Gantz must now campaign in favor of the Trump deal. That means endorsing its plan for annexing settlements and a chunk of the West Bank. It means matching Netanyahu’s promise of further annexations in the near-certain case of the Palestinians rejecting Trump’s plan. These positions are also near-certain to oblige Ayman Odeh, the leader of the majority-Arab Joint List, to refuse to support Gantz from outside the cabinet. And that will deprive Gantz of his only chance of forming a government without Netanyahu.

The Trump plan also confirms Netanyahu’s remarkable diplomatic achievements. Israel has never enjoyed such strong support in the White House, but Netanyahu has also strengthened ties with the Kremlin — from Washington, he is expected to fly to Moscow, to brief Putin on the plan — and built discreet alliances in the Gulf and even with Saudi Arabia. For Netanyahu’s Israeli Jewish base, his diplomatic success and his avoidance of war — last year, the IDF lost fewer soldiers than in any year since Israel’s creation — are powerful counterweights to corruption allegations.

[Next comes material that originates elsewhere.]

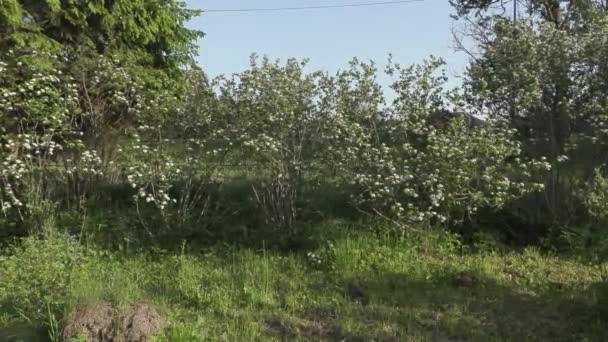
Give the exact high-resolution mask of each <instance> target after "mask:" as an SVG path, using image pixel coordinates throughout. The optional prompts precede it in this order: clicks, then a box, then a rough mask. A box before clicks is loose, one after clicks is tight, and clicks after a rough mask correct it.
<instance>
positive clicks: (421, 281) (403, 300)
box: [0, 224, 608, 341]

Amid all the noise, the dog that doesn’t bark, or barks only quietly, might be the most significant. Everyone in the region knows this plan is going nowhere. Everyone knows it’s a prelude to annexation, and a post-American Middle East. America’s Sunni allies will endorse the plan in theory but reject immediate and non-negotiated annexation. The practice is, however, another matter. Netanyahu is practiced at waiting. He need only wait until after an election he is now more likely to win.